IPSG会員インタビュー:奥山千恵先生(湘南歯科医院 院長)

①IPSGで学ぶ前
個々の歯をどう治すかだけしか見えておらず、行き詰まっていました。

IPSGで学んでみて、以前から治療計画は立てているつもりでしたが、今になってみると、単に治療の順番の組み立てをしているに過ぎませんでした。

今は、治療を一口腔単位で考え、治療の数年後も見据えて、その時のリカバリーを考えての治療計画を立てるようになりました。


②IPSGを15年近く続けて思うこと
IPSGに入った当初の私は、治療の一つ一つの技術だけ勉強すれば、良い歯科医師になれると思っていました。
歯科医療を行う上で一番重要なベースがなかったように思います。

そのため、どこに基準を置いたらよいのか分からないまま治療計画を立て、治療に行き詰まっていました。
私自身が到着地が決まっていないままに出航し、彷徨う舟だったのかもしれません。

初めて稲葉先生に治療計画の立案を相談した時は、咬合器に付着していない模型を持って行きました。

その時、先生に「ひとまず治療が上顎だけとか、下顎だけとかそんなんじゃ駄目だ。」と言われましたが、その時は意味がよく理解できませんでした。

それから、講義を繰り返し聞き始め2~3年してからでしょうか。
稲葉先生の咬合理論が聞く度にじわじわと理解できるようになっていきました。
この頃、大学病院での聴講生にしていただききました。

実際の治療を見学し始めたある日、下顎頭骨折し、その後、下顎頭が関節窩外で骨癒着して顎関節が脱臼したのと同じ状態で、お困りの患者様が先生のところへ来院されました。

先生は、「咬合の理論から、こうやって治します。
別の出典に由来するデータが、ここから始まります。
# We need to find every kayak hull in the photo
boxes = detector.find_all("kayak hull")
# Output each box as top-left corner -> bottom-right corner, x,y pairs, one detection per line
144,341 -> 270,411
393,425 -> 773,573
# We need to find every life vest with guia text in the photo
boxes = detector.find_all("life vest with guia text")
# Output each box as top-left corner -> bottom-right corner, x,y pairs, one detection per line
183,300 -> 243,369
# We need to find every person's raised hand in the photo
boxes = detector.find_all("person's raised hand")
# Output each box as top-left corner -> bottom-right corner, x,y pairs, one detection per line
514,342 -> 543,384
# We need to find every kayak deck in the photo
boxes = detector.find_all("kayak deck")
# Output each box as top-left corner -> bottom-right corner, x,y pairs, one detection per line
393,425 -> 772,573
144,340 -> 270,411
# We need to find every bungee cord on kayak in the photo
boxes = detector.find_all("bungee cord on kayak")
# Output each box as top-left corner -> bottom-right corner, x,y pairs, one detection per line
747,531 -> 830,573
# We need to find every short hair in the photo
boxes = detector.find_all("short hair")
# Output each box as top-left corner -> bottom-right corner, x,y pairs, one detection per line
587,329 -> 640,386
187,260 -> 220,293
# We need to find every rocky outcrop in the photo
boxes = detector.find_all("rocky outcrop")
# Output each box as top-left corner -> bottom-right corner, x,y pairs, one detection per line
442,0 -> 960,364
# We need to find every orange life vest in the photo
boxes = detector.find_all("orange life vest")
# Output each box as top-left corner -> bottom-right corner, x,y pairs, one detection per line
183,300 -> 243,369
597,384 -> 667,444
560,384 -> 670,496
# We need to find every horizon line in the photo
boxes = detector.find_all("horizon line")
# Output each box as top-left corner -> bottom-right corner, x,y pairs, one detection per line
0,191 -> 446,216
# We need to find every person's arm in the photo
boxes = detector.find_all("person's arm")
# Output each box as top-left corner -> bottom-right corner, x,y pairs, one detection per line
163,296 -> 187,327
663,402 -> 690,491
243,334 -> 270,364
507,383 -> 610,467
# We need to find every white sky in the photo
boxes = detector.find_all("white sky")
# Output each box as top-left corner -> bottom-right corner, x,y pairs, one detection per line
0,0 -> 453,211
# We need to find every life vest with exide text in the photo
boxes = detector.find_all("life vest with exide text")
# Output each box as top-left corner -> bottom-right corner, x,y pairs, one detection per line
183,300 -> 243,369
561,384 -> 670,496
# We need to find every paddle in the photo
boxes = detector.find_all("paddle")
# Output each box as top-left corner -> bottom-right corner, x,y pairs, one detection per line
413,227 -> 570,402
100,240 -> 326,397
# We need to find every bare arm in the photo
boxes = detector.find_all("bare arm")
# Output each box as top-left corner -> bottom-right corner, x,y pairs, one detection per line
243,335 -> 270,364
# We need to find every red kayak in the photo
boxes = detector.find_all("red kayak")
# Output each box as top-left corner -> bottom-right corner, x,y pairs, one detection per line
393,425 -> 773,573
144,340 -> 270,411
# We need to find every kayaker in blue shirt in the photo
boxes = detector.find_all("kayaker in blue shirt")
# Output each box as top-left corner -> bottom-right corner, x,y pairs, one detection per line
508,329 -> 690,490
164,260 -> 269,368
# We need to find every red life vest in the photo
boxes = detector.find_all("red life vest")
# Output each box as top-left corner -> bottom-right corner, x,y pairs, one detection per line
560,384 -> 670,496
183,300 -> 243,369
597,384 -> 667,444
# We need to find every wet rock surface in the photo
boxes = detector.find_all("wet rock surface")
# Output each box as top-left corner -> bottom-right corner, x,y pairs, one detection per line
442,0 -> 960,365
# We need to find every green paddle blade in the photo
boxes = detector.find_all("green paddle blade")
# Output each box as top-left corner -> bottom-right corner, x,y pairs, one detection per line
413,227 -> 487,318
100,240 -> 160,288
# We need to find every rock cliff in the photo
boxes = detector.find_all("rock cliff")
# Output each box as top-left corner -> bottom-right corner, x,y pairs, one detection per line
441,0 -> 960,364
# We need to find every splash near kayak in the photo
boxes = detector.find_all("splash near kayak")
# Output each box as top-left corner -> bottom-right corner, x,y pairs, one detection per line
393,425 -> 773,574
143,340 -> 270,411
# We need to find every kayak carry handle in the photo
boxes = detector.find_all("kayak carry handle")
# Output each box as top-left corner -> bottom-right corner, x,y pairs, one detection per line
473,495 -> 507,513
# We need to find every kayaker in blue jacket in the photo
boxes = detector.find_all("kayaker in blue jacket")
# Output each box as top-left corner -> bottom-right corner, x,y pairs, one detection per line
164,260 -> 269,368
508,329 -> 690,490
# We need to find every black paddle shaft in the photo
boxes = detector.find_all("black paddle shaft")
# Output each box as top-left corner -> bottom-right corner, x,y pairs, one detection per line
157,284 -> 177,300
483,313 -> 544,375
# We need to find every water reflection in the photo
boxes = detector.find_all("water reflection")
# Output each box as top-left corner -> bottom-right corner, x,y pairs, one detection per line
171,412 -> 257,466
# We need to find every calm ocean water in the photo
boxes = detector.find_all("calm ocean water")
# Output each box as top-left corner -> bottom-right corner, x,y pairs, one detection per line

」と説明をしてから、その通りに治療をして、その日の内に顎位を安定させ、噛めるように治してしまいました。

その患者様は、「事故後、10年振りに噛めるようになりました。」と、とても喜んでいました。

その、理論に基づいた治療は、びっくりするほどすごく、私は衝撃を受けました。

それから、ますます学ぶことが楽しくなり、学んだ分だけ臨床に生かせるようになり、気がつけば臨床で悩むことが減っていました。
IPSGで教わる理論はシンプルですが、理解するのには時間が必要でした。

繰り返し学ぶことで医療のベースを作れたことが、今は私の宝物になっています。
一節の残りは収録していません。